Overview of the Sullivan University Physician Assistant Program
The mission of the Sullivan University Physician Assistant Program is to educate medical professionals who will provide ethical, high-quality, compassionate medical care, thereby increasing access to health care for the underserved in the Commonwealth of Kentucky and the nation.
The Master of Science in Physician Assistant (MSPA) degree program will be 24 months in length with a total of 155 credit hours. The curriculum consists of a 12-month didactic phase (85 credits) and a 12-month clinical phase (64 credits), and culminates with the presentation of a Capstone Project (6 credits).
The didactic year curriculum builds a foundation for clinical practice and focuses on biomedical, clinical, and behavioral sciences as well as courses in physical diagnosis and critical thinking. During the first quarter of the didactic year, students may be introduced to clinical settings through clinical observational experiences. In the second quarter, students must begin to think critically and clinically, correlating classroom knowledge to clinical application. In addition to classroom instruction in clinical correlation, during this quarter, students will begin doing histories and physicals on consenting patients.
The final week of the first year is dedicated to summative examinations, both written and practical, as well as preparation for the clinical year. The summative practical exam will use Standardized Patients. These examinations must be completed successfully as a requirement for entry into the clinical year.
The clinical year consists of seven required clinical rotations, one elective clinical rotation, and a Capstone Project. Each rotation is six weeks in length and students return to campus the last 2 days of rotations for end of rotation testing, lectures and debriefing sessions.
During the four months prior to program completion, students will be required to pass an objective structured clinical examination with a Standardized Patient. Failure to successfully complete this examination will result in remediation and retesting. The final two End of Rotation Meetings are spent on a summative written examination, completion of a exit survey, presentation of the Capstone Project, and review for the PANCE.

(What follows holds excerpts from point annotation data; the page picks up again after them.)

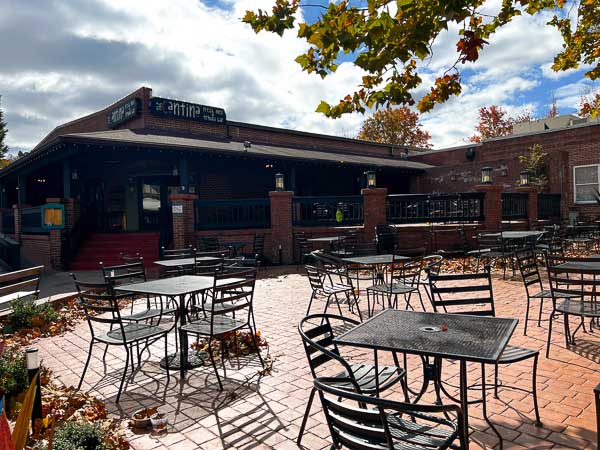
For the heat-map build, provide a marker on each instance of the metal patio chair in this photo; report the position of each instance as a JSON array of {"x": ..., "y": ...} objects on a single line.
[
  {"x": 101, "y": 307},
  {"x": 358, "y": 421},
  {"x": 229, "y": 308},
  {"x": 403, "y": 280},
  {"x": 327, "y": 284},
  {"x": 472, "y": 294},
  {"x": 317, "y": 332}
]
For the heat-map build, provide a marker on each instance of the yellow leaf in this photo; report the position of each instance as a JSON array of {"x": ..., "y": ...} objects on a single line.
[{"x": 22, "y": 424}]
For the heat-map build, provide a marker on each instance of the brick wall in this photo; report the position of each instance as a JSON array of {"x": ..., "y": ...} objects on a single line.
[{"x": 566, "y": 148}]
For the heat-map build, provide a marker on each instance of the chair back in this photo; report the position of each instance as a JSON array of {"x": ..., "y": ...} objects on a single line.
[
  {"x": 317, "y": 335},
  {"x": 406, "y": 271},
  {"x": 124, "y": 273},
  {"x": 210, "y": 244},
  {"x": 467, "y": 293},
  {"x": 528, "y": 267},
  {"x": 101, "y": 307},
  {"x": 177, "y": 253},
  {"x": 577, "y": 278},
  {"x": 361, "y": 422}
]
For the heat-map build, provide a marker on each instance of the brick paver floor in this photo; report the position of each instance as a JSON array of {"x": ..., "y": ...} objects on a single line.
[{"x": 267, "y": 412}]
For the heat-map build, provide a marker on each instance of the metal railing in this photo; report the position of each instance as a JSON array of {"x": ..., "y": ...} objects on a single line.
[
  {"x": 515, "y": 205},
  {"x": 8, "y": 222},
  {"x": 422, "y": 208},
  {"x": 31, "y": 220},
  {"x": 231, "y": 214},
  {"x": 327, "y": 211},
  {"x": 549, "y": 206}
]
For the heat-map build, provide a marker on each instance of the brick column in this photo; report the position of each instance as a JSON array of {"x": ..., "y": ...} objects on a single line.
[
  {"x": 183, "y": 219},
  {"x": 374, "y": 210},
  {"x": 492, "y": 205},
  {"x": 17, "y": 214},
  {"x": 281, "y": 226},
  {"x": 531, "y": 191}
]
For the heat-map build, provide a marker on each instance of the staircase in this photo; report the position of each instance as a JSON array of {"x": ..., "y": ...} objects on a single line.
[{"x": 107, "y": 247}]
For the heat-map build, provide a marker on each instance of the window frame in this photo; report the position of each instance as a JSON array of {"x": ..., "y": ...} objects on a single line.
[{"x": 575, "y": 184}]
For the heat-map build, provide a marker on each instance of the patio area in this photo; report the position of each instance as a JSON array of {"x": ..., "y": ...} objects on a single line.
[{"x": 266, "y": 411}]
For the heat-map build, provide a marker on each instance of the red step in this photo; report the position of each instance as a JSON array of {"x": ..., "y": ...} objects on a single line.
[{"x": 108, "y": 247}]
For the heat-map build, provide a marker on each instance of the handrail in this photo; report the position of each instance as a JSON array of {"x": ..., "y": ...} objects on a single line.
[
  {"x": 327, "y": 210},
  {"x": 232, "y": 214},
  {"x": 422, "y": 208}
]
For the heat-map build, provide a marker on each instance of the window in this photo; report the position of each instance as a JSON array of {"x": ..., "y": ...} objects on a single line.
[{"x": 586, "y": 180}]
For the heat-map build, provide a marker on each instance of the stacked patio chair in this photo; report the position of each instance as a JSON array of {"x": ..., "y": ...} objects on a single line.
[
  {"x": 472, "y": 294},
  {"x": 229, "y": 308},
  {"x": 101, "y": 308},
  {"x": 327, "y": 284},
  {"x": 534, "y": 288},
  {"x": 403, "y": 280},
  {"x": 578, "y": 279},
  {"x": 357, "y": 421},
  {"x": 318, "y": 332}
]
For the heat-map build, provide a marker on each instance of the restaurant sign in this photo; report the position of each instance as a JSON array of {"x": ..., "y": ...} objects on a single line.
[
  {"x": 125, "y": 111},
  {"x": 182, "y": 110}
]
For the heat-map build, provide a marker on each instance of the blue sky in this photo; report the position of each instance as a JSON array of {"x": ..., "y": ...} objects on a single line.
[{"x": 61, "y": 60}]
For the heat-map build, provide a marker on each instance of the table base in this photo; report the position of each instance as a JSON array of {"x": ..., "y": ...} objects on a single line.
[{"x": 193, "y": 360}]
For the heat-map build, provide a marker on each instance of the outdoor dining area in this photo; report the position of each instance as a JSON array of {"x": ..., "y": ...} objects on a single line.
[{"x": 362, "y": 344}]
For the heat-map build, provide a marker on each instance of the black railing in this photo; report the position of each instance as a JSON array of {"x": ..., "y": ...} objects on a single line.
[
  {"x": 31, "y": 220},
  {"x": 327, "y": 211},
  {"x": 8, "y": 222},
  {"x": 514, "y": 205},
  {"x": 549, "y": 206},
  {"x": 231, "y": 214},
  {"x": 421, "y": 208}
]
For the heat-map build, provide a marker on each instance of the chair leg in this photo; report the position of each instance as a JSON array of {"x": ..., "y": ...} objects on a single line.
[
  {"x": 305, "y": 419},
  {"x": 124, "y": 374},
  {"x": 212, "y": 360},
  {"x": 538, "y": 422},
  {"x": 526, "y": 317},
  {"x": 87, "y": 363}
]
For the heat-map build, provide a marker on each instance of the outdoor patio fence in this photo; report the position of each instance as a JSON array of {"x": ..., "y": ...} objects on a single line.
[
  {"x": 514, "y": 205},
  {"x": 422, "y": 208},
  {"x": 327, "y": 211},
  {"x": 231, "y": 214},
  {"x": 548, "y": 206}
]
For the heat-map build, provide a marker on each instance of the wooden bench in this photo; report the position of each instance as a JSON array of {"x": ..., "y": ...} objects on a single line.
[{"x": 20, "y": 284}]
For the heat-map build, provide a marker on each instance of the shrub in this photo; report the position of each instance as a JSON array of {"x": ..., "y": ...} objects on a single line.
[
  {"x": 79, "y": 436},
  {"x": 27, "y": 314},
  {"x": 13, "y": 372}
]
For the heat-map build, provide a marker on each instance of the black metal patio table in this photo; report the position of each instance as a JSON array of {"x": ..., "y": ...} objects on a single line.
[
  {"x": 177, "y": 288},
  {"x": 466, "y": 339}
]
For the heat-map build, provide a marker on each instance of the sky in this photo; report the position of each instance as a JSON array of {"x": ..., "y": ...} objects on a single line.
[{"x": 61, "y": 60}]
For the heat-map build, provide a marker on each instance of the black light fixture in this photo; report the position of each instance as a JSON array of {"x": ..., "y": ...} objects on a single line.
[
  {"x": 486, "y": 175},
  {"x": 279, "y": 184},
  {"x": 524, "y": 177},
  {"x": 371, "y": 179}
]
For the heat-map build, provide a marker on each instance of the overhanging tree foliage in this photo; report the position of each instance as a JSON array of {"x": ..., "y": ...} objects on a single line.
[{"x": 387, "y": 39}]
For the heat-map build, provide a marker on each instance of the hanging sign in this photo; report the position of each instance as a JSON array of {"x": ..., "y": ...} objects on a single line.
[
  {"x": 123, "y": 112},
  {"x": 183, "y": 110}
]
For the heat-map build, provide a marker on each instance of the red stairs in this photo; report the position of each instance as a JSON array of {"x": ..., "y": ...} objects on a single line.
[{"x": 107, "y": 247}]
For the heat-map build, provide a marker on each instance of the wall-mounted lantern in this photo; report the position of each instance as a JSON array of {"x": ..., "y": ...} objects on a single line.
[
  {"x": 486, "y": 175},
  {"x": 371, "y": 179},
  {"x": 279, "y": 184}
]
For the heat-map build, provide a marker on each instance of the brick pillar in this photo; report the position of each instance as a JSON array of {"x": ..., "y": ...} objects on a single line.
[
  {"x": 281, "y": 226},
  {"x": 374, "y": 210},
  {"x": 17, "y": 214},
  {"x": 531, "y": 191},
  {"x": 55, "y": 239},
  {"x": 492, "y": 205},
  {"x": 183, "y": 219}
]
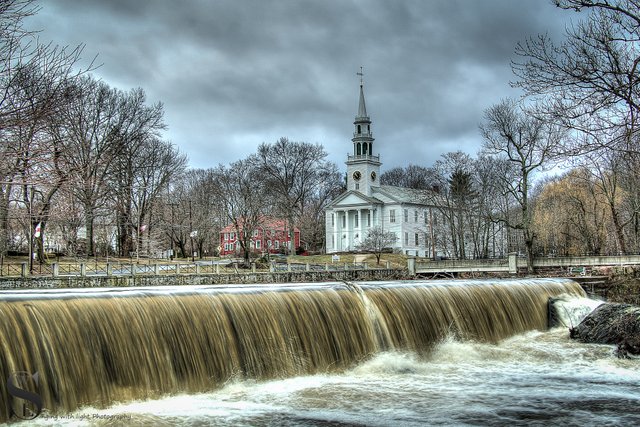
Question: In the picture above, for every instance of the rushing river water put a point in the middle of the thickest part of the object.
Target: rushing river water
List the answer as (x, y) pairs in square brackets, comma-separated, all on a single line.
[(329, 354), (537, 378)]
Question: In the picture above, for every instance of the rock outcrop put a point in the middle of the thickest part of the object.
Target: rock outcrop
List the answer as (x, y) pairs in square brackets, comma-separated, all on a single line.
[(611, 323)]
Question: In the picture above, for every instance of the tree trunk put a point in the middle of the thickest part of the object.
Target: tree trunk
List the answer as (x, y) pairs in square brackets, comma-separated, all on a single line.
[(615, 216), (88, 223)]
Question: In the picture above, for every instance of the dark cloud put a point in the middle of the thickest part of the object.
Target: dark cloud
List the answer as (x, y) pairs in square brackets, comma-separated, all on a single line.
[(234, 73)]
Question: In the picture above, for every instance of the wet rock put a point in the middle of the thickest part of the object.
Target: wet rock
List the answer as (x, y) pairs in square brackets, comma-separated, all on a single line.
[(611, 323), (568, 310)]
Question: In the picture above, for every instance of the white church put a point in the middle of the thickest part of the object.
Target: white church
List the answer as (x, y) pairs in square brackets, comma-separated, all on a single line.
[(366, 204)]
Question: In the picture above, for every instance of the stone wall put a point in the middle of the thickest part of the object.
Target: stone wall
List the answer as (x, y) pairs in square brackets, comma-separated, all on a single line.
[(202, 279)]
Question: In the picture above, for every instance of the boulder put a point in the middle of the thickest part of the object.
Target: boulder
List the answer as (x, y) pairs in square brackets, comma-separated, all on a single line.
[(612, 323)]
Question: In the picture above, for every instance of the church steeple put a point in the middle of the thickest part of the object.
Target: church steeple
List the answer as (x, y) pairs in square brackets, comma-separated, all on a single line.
[(362, 108), (362, 167)]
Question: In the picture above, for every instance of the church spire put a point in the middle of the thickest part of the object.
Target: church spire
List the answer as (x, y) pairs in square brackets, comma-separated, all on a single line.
[(363, 167), (362, 108)]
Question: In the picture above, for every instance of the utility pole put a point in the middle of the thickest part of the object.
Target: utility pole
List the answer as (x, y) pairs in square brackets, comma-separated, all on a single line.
[(31, 231), (191, 232)]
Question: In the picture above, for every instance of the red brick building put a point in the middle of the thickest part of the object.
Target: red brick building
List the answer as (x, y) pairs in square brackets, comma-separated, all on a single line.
[(272, 235)]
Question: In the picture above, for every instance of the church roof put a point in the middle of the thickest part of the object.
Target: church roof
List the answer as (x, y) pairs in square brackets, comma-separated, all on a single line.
[(404, 195), (364, 199)]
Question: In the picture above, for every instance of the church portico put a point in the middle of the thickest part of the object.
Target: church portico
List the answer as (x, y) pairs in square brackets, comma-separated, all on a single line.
[(366, 204), (350, 227)]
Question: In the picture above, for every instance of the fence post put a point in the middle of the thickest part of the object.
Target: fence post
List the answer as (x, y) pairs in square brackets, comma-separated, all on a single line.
[(411, 266), (513, 263)]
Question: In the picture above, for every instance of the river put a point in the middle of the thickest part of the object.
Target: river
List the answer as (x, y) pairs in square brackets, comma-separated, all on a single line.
[(536, 378)]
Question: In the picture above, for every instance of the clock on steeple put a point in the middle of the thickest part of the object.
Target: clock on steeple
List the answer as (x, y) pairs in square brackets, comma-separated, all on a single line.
[(362, 166)]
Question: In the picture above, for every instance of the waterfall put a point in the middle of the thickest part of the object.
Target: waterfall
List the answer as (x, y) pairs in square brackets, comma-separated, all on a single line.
[(96, 347)]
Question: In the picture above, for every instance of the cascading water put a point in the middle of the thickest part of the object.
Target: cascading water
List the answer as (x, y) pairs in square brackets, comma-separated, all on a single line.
[(96, 347)]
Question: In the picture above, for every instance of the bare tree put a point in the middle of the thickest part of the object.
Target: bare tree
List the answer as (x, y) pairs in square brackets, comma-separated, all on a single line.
[(591, 80), (293, 171), (34, 84), (242, 190), (527, 144)]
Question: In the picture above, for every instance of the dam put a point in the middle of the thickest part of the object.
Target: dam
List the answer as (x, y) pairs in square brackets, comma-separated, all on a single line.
[(103, 349)]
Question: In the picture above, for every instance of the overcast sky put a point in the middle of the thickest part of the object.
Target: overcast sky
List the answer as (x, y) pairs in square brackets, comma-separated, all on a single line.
[(232, 74)]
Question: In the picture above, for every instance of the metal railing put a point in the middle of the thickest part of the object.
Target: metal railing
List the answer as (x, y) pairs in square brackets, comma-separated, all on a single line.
[(133, 269)]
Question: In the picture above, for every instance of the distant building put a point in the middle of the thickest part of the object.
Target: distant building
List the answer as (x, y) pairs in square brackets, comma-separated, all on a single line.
[(271, 236), (367, 204)]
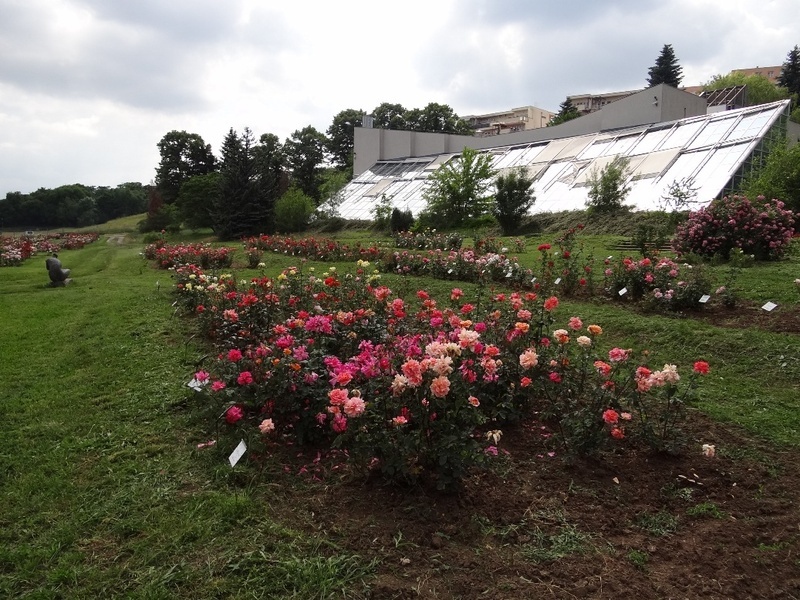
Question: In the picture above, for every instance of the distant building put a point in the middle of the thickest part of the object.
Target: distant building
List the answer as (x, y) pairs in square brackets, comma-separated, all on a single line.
[(510, 121), (589, 103), (771, 73)]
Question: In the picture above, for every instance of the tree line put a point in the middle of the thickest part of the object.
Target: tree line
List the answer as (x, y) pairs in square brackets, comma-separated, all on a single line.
[(72, 205), (262, 185)]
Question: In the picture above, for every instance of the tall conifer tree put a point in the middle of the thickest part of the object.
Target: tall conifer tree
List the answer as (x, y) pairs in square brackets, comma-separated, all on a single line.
[(666, 70)]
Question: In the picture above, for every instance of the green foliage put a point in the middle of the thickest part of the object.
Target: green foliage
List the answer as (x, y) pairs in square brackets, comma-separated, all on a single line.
[(382, 213), (608, 187), (760, 90), (779, 177), (459, 190), (340, 138), (666, 70), (251, 179), (761, 228), (401, 220), (513, 199), (293, 211), (305, 154), (790, 72), (196, 199), (566, 112), (183, 156)]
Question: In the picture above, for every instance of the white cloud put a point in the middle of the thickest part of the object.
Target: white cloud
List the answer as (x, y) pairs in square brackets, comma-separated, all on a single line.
[(89, 87)]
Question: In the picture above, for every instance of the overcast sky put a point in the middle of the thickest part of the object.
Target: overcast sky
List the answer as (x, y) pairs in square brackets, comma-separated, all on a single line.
[(89, 87)]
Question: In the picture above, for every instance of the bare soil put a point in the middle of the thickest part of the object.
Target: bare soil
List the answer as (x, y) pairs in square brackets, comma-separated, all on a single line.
[(629, 524)]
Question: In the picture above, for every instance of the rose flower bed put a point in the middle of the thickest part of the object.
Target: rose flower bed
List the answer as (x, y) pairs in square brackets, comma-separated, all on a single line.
[(416, 389)]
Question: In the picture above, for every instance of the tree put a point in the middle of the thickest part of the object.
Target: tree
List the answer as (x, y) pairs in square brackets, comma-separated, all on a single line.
[(340, 138), (436, 118), (566, 112), (790, 72), (198, 196), (513, 199), (759, 89), (183, 155), (293, 210), (389, 116), (666, 70), (609, 186), (240, 209), (779, 177), (305, 153), (458, 189)]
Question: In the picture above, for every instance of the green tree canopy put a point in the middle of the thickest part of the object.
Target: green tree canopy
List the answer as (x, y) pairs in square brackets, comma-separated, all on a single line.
[(778, 178), (790, 72), (183, 155), (389, 116), (566, 112), (513, 198), (608, 187), (459, 189), (666, 70), (241, 209), (305, 154), (198, 196), (759, 89), (340, 137)]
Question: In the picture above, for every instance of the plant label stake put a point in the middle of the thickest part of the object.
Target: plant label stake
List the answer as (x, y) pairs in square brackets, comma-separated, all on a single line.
[(237, 453)]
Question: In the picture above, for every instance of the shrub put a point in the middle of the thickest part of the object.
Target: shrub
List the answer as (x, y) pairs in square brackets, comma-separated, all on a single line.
[(763, 229), (293, 211), (513, 199), (401, 220), (608, 187)]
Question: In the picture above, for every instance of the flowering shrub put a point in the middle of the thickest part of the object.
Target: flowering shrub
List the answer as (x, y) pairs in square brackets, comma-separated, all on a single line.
[(462, 265), (16, 249), (322, 249), (565, 268), (661, 282), (410, 387), (763, 229), (428, 239), (206, 256)]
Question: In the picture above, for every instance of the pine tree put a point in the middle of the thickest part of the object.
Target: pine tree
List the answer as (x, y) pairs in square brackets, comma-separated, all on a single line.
[(790, 73), (666, 70), (566, 112)]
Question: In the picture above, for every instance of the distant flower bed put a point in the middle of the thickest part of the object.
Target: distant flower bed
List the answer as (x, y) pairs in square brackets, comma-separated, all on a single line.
[(169, 256), (14, 250)]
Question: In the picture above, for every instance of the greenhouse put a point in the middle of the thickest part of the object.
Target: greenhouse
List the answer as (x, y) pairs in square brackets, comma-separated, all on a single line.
[(708, 154)]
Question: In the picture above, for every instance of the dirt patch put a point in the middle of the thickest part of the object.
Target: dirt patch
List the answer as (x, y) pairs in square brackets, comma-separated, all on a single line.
[(783, 319), (630, 524)]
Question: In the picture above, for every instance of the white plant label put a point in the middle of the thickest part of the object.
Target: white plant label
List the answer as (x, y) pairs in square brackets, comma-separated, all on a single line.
[(237, 453)]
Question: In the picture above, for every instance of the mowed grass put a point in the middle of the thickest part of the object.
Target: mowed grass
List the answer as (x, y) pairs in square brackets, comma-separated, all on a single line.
[(103, 491)]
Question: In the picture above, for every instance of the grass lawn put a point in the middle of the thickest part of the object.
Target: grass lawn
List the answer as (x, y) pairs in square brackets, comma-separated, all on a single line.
[(104, 493)]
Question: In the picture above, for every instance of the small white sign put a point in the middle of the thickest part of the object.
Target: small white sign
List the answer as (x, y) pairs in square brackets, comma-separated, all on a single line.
[(237, 453)]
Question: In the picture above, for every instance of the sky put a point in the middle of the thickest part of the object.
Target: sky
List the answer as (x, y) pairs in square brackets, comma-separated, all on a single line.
[(89, 87)]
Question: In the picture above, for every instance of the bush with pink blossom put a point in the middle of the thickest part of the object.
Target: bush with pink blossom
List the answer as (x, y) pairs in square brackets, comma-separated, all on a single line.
[(762, 228)]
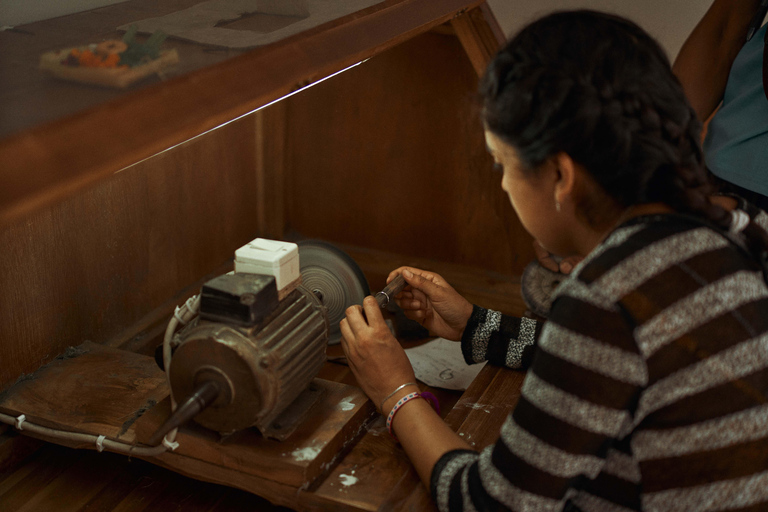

Prior to graduation, students are required to complete a Capstone Project. The scholarly "Capstone Project" is a formal Grand Rounds type presentation to the Sullivan University community. Beginning in the second quarter of the second year, students begin work with a faculty advisor on a research presentation. Students will finalize their Capstone Projects during the fourth quarter of the second year. The Grand Rounds Presentation is an in-depth presentation of a medical patient case that the student encountered during his/her clinical rotations. It will demonstrate the evidence-based process that led to the final diagnosis, treatment plan, prognosis and patient counseling. The preventive medicine aspects of the disease will also be addressed. This summative evaluation tool will be used to measure cognitive (critical thinking), motor (practical skills), and effective areas (integration of knowledge and skills) at the completion of the program. Students will present the Capstone Projects to the class, Program faculty, and faculty and Administration of the University.
Academic and professional growth is monitored closely by the Program and Medical Directors, the Basic Sciences, Academic, Clinical and Course Coordinators. Each student is assigned a faculty advisor for assistance and counseling regarding academic progress. If a student is having academic difficulty, he/she is counseled and offered an opportunity to make improvements.
Consistent with the goals of Sullivan University, the PA Program is dedicated to providing cutting-edge educational enrichment opportunities for the intellectual, social and professional development of its students while instilling the values of teamwork, compassion, excellence, professionalism, integrity and accountability in the next generation of Physician Assistants.